Antelope Valley Solar Ranch One (AVSR1), an enormous 230-megawatt (AC) solar power plant, continues to rise from the desert floor, despite obstacles coming from many directions. First Solar continues to provide engineering, procurement and construction (EPC) services for Exelon and has said the project is 28 percent complete and on track for inauguration of its first phase in September.

None of the 3.7 million cadmium telluride panels had been installed as of the project’s March 2 press preview, but thousands of 50-panel cartons sat on pallets around the plant’s field, on which a quarter of the project’s 90,000+ posts and a quarter of its 90,000+ brackets had been installed.

Sixteen percent of the AC line trenches and 13 percent of the DC line trenches had been dug. A quarter of the 49 electronics vaults were built. The substation and the operations and maintenance building were not built, but components were positioned.

More importantly, 200 of the 350 people who will eventually be employed to build the project have been placed in full-time jobs, and almost two-thirds of those jobs have gone to people from nearby communities in and around the Antelope Valley, where unemployment for the largely working-class population has approached fifteen percent during the recession.

Over a quarter of a million dollars in purchase orders are out with local vendors, a local dirt moving company continues to do major hauling, and employee lunches are being bought daily from three local venues that were notoriously quiet before the arrival of the AVSR1 project.

Struggles with activists in the surrounding communities last summer threatened to delay groundbreaking long enough to keep the project from qualifying for its federal loan guarantee continue. Still, First Solar broke ground just behind schedule.

After ground was broken, local activists raised a cry about dust, about the project’s appearance, about the conduct of First Solar’s security people and about the company’s safety and decommissioning plans. Construction nevertheless went ahead.

Copper wire valued at thousands of dollars was stolen from the project grounds over the New Year’s holiday weekend. The roof of a temporary office building was almost blown off by ferocious desert winds in early February. Biologists had to learn to contend with the venomous Mojave Green rattlesnake and tarantulas. But still, construction proceeded.

Challenges from the hard desert terrain temporarily prevented First Solar from meeting terms defined by the Los Angeles County conditional use permit (CUP) and almost prevented the company from meeting its last loan guarantee deadline. Yet First Solar kept building.

After the CUP was granted by the county and before ground was broken, the surrounding communities broke out in bickering over a rumored community benefits package. When the actual $280,000 benefits package was announced by First Solar two months ago, the bickering grew louder. Yet construction went ahead.

The most recent questions about the loan guarantees forced First Solar and Exelon to postpone finalization of the project’s sale, yet First Solar keeps building.

First Solar estimates AVSR1’s 230 megawatts “will produce enough electricity to meet the annual energy needs of about 75,000 average homes, [...] the equivalent of taking about 30,000 cars off the road” in terms of greenhouse gas emissions.

Antelope Valley, said First Solar Vice President Jim Woodruff, was and remains an attractive site for solar power plants.

The high quality insolation of the high desert is obvious. Reports suggest the valley gets well over 300 and perhaps as much as 330 or more sunny days every year.
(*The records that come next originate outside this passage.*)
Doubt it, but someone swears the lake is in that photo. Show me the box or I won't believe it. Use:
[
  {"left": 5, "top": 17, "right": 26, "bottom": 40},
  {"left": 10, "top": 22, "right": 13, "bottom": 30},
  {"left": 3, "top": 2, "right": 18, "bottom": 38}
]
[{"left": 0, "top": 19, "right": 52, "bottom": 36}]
The Southern California Edison (SCE) Tehachapi Renewable Transmission Project (TRTP) offers ample proximal transmission just across the valley from AVSR1. TRTP will eventually be capable of carrying 15,000 megawatts of wind energy-generated electricity from the Tehachapi Mountains a few miles to the north. It is estimated those lines could offer as much as 80 percent of that capacity for solar energy-generated electricity because of the way the two sources’ loads vary over the course of an average day.

Another advantage that attracted First Solar, Woodruff said, was that the land was “previously disturbed agricultural land.” That, he explained, significantly reduced environmental impact concerns. “There are no threatened or endangered species on the site, and the project will not use water for electricity generation,” First Solar has reported.

Ample rural roads and other infrastructure, a hungry and ready local workforce, and the strong support of local politicians and the business community, Woodruff said, add to the area’s appeal.

First Solar has just broken ground as the EPC provider on the first phase of NRG Energy’s 92-megawatt Alpine Solar project just a few miles down Highway 138 from AVSR1. Local community leaders report various solar power plant developers have approached them with 26 more project proposals.

First Solar hopes Governor Jerry Brown, whose administration’s legacy may be putting and keeping California on track to obtain a third of its power from renewable energy by 2020, will attend the AVSR1 inauguration in September and throw the switch to send its first power to the SCE grid.